Sukses

Survei Indikator: 42,9 Persen Masyarakat Tak Khawatirkan Politik Dinasti

Peneliti Utama Indikator Politik Indonesia Burhanuddin Muhtadi menjelaskan, ada 39,2 persen publik mengkhawatirkan terkait politik dinasti tersebut.
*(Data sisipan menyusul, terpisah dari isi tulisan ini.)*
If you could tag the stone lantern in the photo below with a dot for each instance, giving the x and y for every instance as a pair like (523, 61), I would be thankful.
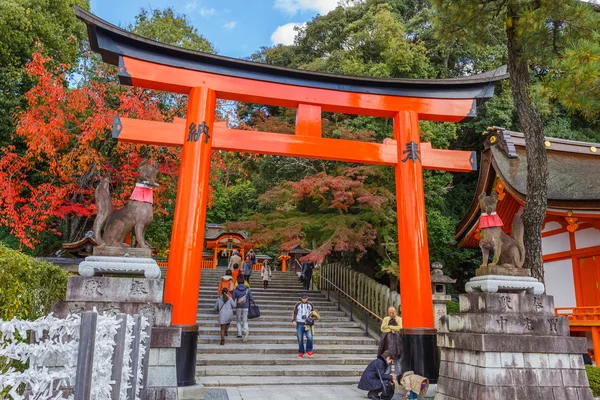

Namun, publik yang khawatir terkait politik dinasti menurun dibandingkan temuan Oktober.

Liputan6.com, Jakarta - Hasil survei Indikator Politik Indonesia menyebutkan, mayoritas publik tidak khawatir terkait munculnya isu politik dinasti, dampak Putusan Mahkamah Konstitusi (MK) nomor 90/PUU-XXI/2023 tentang batasan usia calon presiden dan calon wakil presiden.

"Ada 42,9 persen masyarakat yang merasa isu politik dinasti tidak terlalu mengkhawatirkan, biasa saja," kata Peneliti Utama Indikator Politik Indonesia Burhanuddin Muhtadi saat merilis hasil survei bertajuk "Efek Gibran dan Dinamika Elektoral Terkini" secara virtual, Minggu (12/11/2023).

Dia menjelaskan, ada 39,2 persen publik mengaku mengkhawatirkan terkait politik dinasti tersebut. Namun, publik yang khawatir terkait politik dinasti, menurun dibandingkan temuan Oktober.

"Pada rentang 16-20 Oktober, terdapat 47,9 persen yang merasa khawatir soal politik dinasti. Pada awal November, terjadi sedikit penurunan, menjadi 39,2 persen," ujar dia seperti dilansir dari Antara.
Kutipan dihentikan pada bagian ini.